To his credit, Dijkema nicely orchestrates the beginnings of the plot, which centers on a revenge against Eisenstein concocted by the notary Dr. Falke for the banker's abandoning him one night, drunk and asleep on a Vienna street, in the costume of a bat (Fledermaus, in German). Awakening at dawn, Falke found himself forced to return home through jeering crowds of bystanders.

Eisenstein is due to report to jail to serve an eight-day sentence for insulting a tax official. Falke invites him to detour by way of a costume ball at the palace of a Russian prince. Unbeknownst to Eisenstein, Falke has also invited the banker's wife, Rosalinde, his maid, Adele, and the jail warden, Frank. Rosalinde's lover, a tenor named Alfred, arrives to camp out with Rosalinde during Eisenstein's absence and, mistaken for her husband, is hauled off to jail by Frank.

All well and good. But the next act's ball scene, using the same set and furniture — but depicting what Dijkema calls a "crazy room" with the addition of an enormous light fixture on the floor and tail-coated dummies strung upside down from the ceiling — is simply a huge, overcrowded mess from which neither the music nor the comedy manages to emerge unscathed.

Worst of all is the final act, still with the same set and furniture, but with tall bars at the rear to suggest a jail. The overly long monologue of the drunken jailer, Frosch, and the subsequent scene between Frosch and an equally inebriated Frank are rendered even more tedious than usual by a lack of inventive direction on Dijkema's part and the banality of Arkanov's revised script. No doubt intended to be hilariously funny, the whole sequence evoked only a few faint chuckles from the audience. Relief comes, but only mildly, when the music returns and the remaining principals arrive for the denouement.

Novaya Opera's principal conductor, Eri Klas, combines talent and experience to a degree unequaled by any of his operatic counterparts in Moscow. And among the few saving graces of "Die Fledermaus" last Thursday was the knowing and spirited account he gave of its score.

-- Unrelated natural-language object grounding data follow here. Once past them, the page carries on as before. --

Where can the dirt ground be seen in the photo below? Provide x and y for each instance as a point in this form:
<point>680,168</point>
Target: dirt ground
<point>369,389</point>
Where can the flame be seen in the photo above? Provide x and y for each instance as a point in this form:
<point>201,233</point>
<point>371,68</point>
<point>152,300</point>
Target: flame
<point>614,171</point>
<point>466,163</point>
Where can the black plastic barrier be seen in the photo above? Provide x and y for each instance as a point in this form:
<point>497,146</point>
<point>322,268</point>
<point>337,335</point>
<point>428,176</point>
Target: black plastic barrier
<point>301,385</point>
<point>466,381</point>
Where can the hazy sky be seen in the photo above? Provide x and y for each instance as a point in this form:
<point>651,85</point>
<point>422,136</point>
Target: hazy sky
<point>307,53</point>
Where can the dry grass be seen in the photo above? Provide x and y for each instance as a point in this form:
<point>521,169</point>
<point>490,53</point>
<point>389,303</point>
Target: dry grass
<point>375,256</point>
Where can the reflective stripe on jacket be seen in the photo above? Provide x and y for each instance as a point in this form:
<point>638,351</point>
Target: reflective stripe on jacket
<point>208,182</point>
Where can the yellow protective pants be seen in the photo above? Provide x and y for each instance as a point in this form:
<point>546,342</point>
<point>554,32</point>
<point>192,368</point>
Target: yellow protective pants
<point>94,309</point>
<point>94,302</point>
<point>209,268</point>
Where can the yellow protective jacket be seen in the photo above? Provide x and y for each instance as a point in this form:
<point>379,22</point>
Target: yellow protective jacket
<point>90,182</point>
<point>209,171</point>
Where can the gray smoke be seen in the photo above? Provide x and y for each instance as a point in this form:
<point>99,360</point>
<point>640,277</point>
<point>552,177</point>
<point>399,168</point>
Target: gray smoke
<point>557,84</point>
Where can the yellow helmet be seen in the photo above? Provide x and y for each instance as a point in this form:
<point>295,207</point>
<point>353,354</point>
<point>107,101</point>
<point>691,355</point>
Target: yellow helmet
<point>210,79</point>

Much of the singing on Thursday came across with little impact, perhaps as a result of the theater's quirky acoustics, but more likely from the absence of solid decor to reflect the sound. Even soprano Natalya Kreslina, heard in full, warm, authentically Wagnerian voice as Elsa at a January performance of "Lohengrin," produced a rather pale-sounding Rosalinde — though perhaps the failure of her big second-act "Czardas" to make much of an impression was partly because of the ridiculous gimmick of bringing on a chef to simultaneously cook up a goulash at center stage. Nothing particularly distinguished was heard from the rest of the cast, which seemed rather a surprise, considering that Novaya Opera boasts the strongest roster of singers to be found in any Moscow opera house.